Skip to main content

Babel Street Analytics API

Name Deduplication

https://analytics.babelstreet.com/rest/v1/name-deduplication 

https://raw.githubusercontent.com/rosette-api/curl-examples/develop/examples/name_deduplication.curl

Name Deduplication takes a list of names and groups similar names into clusters. Matches across name variations (such as misspellings and nicknames) have multilingual support by using a linguistic, statistically-based system. A threshold parameter determines how much variation between names is permitted in any given cluster. There is a limit of 1000 names per list per call.
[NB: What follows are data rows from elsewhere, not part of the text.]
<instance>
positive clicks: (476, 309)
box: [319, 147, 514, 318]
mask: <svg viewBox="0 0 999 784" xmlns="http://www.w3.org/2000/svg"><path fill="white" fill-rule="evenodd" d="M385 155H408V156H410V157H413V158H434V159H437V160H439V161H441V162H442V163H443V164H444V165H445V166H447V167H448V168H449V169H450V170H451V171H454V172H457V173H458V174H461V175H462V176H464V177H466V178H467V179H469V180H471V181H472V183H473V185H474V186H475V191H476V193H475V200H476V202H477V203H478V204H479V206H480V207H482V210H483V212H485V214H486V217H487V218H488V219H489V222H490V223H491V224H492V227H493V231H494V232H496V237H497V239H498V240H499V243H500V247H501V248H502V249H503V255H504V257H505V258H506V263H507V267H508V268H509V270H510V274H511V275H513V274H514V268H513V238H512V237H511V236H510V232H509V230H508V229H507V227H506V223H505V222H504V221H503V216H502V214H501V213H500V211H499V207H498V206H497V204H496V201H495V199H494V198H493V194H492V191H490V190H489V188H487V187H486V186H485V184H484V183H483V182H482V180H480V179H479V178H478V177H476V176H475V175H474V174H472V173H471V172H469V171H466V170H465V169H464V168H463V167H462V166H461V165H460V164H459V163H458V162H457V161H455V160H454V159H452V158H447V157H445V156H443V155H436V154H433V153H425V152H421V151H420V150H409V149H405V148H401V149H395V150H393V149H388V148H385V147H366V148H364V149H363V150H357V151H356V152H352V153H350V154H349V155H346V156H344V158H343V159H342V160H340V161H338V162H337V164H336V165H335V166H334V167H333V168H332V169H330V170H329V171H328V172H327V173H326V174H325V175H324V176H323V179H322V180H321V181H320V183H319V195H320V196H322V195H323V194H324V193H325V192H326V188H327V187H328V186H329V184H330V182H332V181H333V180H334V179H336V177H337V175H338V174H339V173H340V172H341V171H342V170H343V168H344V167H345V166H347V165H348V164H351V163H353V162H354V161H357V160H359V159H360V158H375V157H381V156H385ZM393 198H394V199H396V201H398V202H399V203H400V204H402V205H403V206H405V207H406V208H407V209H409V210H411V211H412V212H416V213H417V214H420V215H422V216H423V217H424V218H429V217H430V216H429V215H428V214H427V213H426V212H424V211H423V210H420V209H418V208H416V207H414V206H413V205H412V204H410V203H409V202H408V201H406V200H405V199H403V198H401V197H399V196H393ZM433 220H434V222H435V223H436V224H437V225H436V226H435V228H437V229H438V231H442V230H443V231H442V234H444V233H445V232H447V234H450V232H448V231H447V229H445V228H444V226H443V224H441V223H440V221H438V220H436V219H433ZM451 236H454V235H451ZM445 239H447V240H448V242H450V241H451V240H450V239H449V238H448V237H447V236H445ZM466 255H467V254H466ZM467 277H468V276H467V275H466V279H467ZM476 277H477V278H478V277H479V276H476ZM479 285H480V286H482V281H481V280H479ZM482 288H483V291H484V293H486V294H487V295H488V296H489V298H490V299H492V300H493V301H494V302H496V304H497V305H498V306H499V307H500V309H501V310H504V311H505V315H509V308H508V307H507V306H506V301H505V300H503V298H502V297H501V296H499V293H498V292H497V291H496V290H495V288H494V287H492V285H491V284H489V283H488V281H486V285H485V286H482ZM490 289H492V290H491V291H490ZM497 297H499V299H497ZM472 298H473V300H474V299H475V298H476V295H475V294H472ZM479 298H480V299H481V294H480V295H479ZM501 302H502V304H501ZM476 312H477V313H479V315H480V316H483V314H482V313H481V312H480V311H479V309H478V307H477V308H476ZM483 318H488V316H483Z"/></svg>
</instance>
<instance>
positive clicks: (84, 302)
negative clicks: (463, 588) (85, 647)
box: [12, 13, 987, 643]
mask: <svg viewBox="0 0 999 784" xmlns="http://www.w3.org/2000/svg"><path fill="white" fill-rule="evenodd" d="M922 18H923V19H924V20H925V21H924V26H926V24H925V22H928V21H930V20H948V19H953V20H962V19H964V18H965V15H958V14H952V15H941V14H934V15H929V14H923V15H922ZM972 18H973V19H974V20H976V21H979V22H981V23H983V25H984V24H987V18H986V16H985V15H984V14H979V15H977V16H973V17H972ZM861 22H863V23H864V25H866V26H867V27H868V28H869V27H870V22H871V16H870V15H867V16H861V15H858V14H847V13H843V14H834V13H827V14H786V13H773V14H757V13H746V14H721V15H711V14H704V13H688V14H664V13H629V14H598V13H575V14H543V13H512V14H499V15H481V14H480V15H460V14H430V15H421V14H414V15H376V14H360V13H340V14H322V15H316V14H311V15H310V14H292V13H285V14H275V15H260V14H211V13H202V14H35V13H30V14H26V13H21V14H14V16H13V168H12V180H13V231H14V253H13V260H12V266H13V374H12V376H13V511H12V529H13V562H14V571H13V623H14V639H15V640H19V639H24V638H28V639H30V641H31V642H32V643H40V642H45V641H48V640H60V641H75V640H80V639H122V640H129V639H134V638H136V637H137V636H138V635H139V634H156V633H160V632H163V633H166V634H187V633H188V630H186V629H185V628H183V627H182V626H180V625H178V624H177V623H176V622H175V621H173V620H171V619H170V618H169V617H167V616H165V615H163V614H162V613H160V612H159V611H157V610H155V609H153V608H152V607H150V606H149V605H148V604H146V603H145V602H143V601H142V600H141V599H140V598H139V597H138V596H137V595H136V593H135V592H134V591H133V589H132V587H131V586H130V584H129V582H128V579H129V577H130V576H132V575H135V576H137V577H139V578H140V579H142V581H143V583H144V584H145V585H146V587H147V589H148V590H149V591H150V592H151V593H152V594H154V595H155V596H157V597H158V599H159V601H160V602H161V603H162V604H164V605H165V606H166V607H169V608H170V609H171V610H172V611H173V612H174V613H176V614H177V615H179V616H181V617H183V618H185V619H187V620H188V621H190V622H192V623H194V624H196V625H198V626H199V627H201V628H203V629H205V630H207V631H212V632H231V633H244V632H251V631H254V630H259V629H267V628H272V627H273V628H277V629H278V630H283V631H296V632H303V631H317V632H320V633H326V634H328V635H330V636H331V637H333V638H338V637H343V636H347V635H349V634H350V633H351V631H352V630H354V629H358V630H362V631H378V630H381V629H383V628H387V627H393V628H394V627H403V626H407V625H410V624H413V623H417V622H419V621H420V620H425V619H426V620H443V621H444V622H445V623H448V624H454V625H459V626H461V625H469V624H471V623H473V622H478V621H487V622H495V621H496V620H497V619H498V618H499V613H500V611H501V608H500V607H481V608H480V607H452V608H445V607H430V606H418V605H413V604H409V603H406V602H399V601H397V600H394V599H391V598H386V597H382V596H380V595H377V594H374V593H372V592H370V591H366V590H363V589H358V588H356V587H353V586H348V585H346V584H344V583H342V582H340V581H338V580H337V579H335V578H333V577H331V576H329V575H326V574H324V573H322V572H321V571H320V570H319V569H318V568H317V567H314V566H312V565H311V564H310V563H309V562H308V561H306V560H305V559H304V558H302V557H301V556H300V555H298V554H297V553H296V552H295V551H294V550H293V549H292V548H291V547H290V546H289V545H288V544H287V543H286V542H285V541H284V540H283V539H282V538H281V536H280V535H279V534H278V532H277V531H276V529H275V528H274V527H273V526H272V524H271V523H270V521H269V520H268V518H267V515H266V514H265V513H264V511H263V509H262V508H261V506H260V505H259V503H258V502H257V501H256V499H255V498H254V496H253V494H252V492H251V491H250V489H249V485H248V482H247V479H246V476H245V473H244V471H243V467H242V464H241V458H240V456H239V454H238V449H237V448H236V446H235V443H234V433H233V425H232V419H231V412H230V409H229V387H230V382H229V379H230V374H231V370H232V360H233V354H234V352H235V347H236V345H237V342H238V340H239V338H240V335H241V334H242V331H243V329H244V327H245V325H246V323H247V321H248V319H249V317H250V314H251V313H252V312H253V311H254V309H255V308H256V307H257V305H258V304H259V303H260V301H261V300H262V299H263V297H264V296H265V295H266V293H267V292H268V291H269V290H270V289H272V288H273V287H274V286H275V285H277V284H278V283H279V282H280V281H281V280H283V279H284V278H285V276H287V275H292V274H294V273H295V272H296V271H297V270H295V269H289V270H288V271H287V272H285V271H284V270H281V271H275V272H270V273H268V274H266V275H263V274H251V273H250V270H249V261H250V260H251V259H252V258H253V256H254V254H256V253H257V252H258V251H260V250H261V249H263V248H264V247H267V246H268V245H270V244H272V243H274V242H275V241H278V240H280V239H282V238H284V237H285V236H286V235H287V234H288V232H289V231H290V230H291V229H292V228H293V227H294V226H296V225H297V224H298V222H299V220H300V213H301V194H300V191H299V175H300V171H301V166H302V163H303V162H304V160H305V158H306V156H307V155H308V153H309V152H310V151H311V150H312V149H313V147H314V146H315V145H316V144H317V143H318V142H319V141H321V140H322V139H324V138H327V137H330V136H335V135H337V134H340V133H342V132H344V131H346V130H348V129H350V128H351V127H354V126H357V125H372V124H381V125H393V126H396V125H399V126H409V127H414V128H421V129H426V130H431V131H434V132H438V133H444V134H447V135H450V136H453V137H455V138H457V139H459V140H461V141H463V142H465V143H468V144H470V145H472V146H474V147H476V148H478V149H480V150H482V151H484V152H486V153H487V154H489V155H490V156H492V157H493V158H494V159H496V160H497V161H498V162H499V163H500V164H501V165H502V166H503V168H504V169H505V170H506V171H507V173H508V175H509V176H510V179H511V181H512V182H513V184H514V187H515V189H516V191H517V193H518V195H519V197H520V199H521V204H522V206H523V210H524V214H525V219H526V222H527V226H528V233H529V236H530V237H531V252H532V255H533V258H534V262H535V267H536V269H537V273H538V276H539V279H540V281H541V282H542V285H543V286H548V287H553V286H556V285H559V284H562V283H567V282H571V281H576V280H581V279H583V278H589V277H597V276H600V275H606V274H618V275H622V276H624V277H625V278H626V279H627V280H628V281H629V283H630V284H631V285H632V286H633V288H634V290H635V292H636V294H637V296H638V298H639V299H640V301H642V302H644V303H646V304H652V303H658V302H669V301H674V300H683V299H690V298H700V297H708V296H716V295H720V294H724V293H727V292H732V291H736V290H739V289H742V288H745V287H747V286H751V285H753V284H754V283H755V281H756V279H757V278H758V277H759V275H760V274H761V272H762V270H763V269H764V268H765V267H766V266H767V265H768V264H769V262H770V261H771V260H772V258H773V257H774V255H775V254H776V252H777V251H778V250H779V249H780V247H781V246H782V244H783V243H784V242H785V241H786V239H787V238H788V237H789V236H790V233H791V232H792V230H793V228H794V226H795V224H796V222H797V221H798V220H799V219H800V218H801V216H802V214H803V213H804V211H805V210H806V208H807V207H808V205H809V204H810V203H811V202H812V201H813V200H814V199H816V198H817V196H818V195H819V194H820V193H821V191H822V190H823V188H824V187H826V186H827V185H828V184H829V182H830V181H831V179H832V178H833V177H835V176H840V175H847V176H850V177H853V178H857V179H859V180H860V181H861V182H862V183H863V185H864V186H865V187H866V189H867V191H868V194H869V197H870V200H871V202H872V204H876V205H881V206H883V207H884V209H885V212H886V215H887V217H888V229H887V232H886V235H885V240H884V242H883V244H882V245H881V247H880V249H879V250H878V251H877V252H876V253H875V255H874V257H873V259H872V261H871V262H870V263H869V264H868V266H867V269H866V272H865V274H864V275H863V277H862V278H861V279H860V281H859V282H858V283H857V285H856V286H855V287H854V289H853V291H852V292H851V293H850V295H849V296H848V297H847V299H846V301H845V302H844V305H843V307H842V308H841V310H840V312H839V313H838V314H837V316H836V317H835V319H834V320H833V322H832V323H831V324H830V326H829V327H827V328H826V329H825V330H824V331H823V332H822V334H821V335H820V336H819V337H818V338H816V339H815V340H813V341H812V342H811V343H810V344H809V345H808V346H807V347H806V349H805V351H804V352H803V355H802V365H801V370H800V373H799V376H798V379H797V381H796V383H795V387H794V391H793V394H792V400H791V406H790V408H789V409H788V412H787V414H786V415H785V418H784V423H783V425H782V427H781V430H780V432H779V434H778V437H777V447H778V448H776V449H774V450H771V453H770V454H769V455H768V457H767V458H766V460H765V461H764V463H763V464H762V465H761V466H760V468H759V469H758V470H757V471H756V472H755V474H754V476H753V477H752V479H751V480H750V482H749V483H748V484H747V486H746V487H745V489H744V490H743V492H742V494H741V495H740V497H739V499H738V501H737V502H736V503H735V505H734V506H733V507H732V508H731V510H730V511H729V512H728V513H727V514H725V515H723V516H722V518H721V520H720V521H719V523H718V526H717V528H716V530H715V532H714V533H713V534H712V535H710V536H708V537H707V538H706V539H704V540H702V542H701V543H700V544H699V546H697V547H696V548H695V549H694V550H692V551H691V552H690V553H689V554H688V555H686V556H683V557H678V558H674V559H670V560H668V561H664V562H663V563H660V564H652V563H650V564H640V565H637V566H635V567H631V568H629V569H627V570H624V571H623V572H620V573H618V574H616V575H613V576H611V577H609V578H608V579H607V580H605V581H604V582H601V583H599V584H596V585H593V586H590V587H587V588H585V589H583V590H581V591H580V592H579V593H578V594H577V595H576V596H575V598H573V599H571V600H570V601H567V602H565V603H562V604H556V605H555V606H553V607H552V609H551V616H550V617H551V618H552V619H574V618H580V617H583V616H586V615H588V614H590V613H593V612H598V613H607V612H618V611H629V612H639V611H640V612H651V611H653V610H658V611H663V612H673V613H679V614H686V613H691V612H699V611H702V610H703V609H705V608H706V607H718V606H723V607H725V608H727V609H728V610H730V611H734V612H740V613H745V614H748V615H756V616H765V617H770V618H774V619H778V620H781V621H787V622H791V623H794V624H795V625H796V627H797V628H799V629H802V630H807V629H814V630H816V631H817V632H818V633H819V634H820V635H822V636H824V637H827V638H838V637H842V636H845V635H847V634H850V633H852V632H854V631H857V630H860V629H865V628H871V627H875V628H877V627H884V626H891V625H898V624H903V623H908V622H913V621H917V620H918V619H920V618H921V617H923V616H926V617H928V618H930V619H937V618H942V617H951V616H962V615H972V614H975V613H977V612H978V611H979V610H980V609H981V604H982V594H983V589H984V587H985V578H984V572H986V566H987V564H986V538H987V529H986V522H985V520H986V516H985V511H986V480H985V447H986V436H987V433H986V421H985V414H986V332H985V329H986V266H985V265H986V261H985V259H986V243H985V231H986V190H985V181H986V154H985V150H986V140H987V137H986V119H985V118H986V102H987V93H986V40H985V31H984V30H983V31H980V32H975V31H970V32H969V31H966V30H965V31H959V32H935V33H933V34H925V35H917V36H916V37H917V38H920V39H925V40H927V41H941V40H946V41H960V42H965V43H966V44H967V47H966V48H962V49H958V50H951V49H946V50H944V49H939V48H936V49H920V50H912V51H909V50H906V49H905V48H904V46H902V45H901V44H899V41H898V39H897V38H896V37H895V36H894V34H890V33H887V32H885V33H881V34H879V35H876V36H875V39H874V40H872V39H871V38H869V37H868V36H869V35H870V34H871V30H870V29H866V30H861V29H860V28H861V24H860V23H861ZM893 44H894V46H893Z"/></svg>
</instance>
Given a list of names as input, the output is a cluster ID for each name. Similar names are given the same cluster ID. The output may then be sorted by cluster ID to group together possible duplicate names.

Important

Do not use the Analytics language identification endpoint to determine source language of names. Name deduplication uses an algorithm specifically tuned to identify the language of names rather than general text.

Request

When you submit a name-deduplication request, you need only input a list of names and an optional threshold; however, we strongly recommend specifying the source language when known, for better accuracy. If you do not specify the source language, the name similarity algorithm will guess the language.

Option

Type

Description

Required

threshold 

number

Determines how much variation between names is permitted in any given cluster. A higher value will have less variation within the cluster.

no

{
  "names": [
    {
      "entityType": "PERSON",
      "language": "string",
      "script": "string",
      "text": "string"
    }
  ],
  "threshold": 0.75
}

Response

Given a list of names as input, the output is a cluster ID for each name. Similar names are given the same cluster ID. The output may then be sorted by cluster ID to group together possible duplicate names.

Input (names)

Output (cluster ID)

John Smith

1

Cyndi McBoysen

2

Dmitri Shostakovich

4

Jim Hockenberry

3

Takeshi Suzuki

5

Jon Smythe

1

James Hawkenbury

3

Cindy MacBoysen

2

Дми́трий Шостако́вич

4

{
  "results": [
    "string"
  ]
}

Supported languages

GET /name-deduplication/supported-languages 

Retrieve the language pairs supported by the name deduplication endpoint. The endpoint supports matching between the source and target of each pair. The language, script, and transliteration scheme are listed for each source and target.

Response

Field

Type

Description

transliterationScheme

string

script

string

Four-letter ISO-15924 script code

language

string

ISO 639 language code

licensed

boolean

Indicates if you are licensed for this language

{
  "supportedLanguagePairs": [
    {
      "source": {
        "transliterationScheme": "string",
        "script": "string".
        "language": "string"
      },
    {
      "target": {
        "transliterationScheme": "string",
        "script": "string".
        "language": "string"
      },
    "licensed": true
    }
  ]
}